How common is Overactive Bladder?

About 16% of the adult population have one or more of these symptoms. That’s about 42 million people in the United States.1

How is Overactive Bladder treated?

First, you will need to be evaluated for Overactive Bladder. Your doctor may take your medical history, test your bladder function and ask you to record your bathroom habits and accidents in a voiding diary.

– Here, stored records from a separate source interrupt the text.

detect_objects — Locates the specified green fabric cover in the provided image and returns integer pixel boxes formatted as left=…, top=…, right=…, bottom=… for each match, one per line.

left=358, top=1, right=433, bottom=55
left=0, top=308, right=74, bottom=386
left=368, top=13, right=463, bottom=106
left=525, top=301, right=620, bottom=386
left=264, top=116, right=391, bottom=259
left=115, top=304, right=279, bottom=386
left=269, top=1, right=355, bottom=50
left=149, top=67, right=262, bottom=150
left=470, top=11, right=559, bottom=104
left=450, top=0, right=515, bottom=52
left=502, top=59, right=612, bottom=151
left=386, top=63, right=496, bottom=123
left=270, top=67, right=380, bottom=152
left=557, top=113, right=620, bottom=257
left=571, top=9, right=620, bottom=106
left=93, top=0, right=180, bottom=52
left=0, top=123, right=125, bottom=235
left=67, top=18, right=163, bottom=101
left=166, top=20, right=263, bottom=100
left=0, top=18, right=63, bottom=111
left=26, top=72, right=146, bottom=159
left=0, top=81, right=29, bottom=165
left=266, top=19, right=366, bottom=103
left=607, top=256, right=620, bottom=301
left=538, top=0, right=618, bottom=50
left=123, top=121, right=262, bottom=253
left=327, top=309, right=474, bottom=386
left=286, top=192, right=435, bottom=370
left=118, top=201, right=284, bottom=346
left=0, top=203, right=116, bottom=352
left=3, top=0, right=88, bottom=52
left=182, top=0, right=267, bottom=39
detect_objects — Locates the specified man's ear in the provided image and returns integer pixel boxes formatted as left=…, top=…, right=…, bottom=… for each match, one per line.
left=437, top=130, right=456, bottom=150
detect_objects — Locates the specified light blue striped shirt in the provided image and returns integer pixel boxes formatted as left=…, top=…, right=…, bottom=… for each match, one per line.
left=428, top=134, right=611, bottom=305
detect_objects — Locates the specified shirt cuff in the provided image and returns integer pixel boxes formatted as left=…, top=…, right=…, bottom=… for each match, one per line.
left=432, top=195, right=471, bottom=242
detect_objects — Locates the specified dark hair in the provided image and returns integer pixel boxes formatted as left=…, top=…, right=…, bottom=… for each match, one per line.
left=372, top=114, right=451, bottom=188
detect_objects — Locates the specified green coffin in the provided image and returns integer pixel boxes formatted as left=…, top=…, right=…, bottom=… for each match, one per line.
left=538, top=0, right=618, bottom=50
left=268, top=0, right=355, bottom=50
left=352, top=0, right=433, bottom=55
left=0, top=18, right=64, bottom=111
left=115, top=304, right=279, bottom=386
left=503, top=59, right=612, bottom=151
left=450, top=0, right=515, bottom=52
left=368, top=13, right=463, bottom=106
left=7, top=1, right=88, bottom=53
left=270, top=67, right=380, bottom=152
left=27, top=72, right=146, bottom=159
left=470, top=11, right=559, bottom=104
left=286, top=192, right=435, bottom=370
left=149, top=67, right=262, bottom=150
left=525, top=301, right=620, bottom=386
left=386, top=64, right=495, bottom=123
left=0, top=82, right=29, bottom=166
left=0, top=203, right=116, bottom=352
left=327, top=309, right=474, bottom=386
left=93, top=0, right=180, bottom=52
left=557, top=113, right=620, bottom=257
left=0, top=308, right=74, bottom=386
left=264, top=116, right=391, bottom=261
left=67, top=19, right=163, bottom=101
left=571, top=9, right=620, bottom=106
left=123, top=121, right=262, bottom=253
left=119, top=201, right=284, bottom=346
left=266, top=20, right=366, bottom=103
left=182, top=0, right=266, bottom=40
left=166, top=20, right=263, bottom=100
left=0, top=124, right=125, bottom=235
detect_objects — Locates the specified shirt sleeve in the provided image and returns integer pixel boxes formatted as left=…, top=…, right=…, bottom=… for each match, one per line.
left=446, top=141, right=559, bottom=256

If you receive an OAB diagnosis, your doctor will work with you on a personal treatment plan. There are three “lines” of therapy for Overactive Bladder which are usually offered in the following order:

1. Behavior Treatments

  • Changing what you do, such as watching fluid intake
  • Pelvic floor exercises or stimulation

2. OAB Drugs

  • Multiple available
  • Usually try 2-3 (each for 4-6 weeks)

3. Other Treatments

  • Urgent PC®, Percutaneous Tibial Nerve Stimulation (PTNS)  for the treatment of Overactive Bladder is a recommended therapy for patients who do not respond to behavior treatments or OAB drugs
  • Urgent PC may be used earlier if drugs aren’t an appropriate choice
  • Other, more invasive third line therapies are also available

1. Stewart, W.F., Rooyen, J.B.V., Cundiff, G.W., Abrams, P., Herzog, A.R., Corey, R., et al. (2003). Prevalence and burden of overactive bladder in the United States. World J Urol, 20, 327-336.